Хотя мысли его блуждали за тысячу лье от невеселых забот племянницы Карпофора, Калликст поневоле испытал жалость к этой женщине, в которой не осталось ничего от былой самонадеянности. Этого упоения собой, которое было в ней так сильно, что подчас заставляло забыть о жесткой сухости ее черт. Теперь это ушло. Огонь погас.

Он собрался ответить, но тут вдруг из-за дверных занавесей донеслись громкие голоса и шум торопливых шагов.

— Да что там такое? Похоже, на кухне какой-то переполох. Горгона, что...

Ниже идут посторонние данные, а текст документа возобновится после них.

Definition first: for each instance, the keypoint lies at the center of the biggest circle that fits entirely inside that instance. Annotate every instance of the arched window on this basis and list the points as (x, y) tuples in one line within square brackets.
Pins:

Договорить она не успела. Занавеси взметнулись, словно от порыва ветра. Отброшенная с дороги без малейшей обходительности, Маллия отлетела к стене. Перед ее изумленным взором предстал Елеазар. Всклокоченный, с перекошенным лицом, в темном плаще, накинутом на плечи, он дрожащей от возбуждения рукой направил свой стилет в грудь Калликсту. За его спиной вырисовывалась округлая фигура Дидия Юлиана. Он так до сих пор и оставался при своей набедренной повязке, розовая кожа еще влажно лоснилась — видно, его только что вытащили из воды, второпях прервав купание. Держась несколько в сторонке, стояла юная рабыня Горгона, вероятно, она-то их сюда и привела.

— Значит, мне еще раз выпало повидать тебя, Калликст! Но что-то мне сдается, недолго нам с тобой наслаждаться этой нечаянной встречей. Ты сильно просчитался, раз вздумал вместо меня прихватить эти двадцать талантов.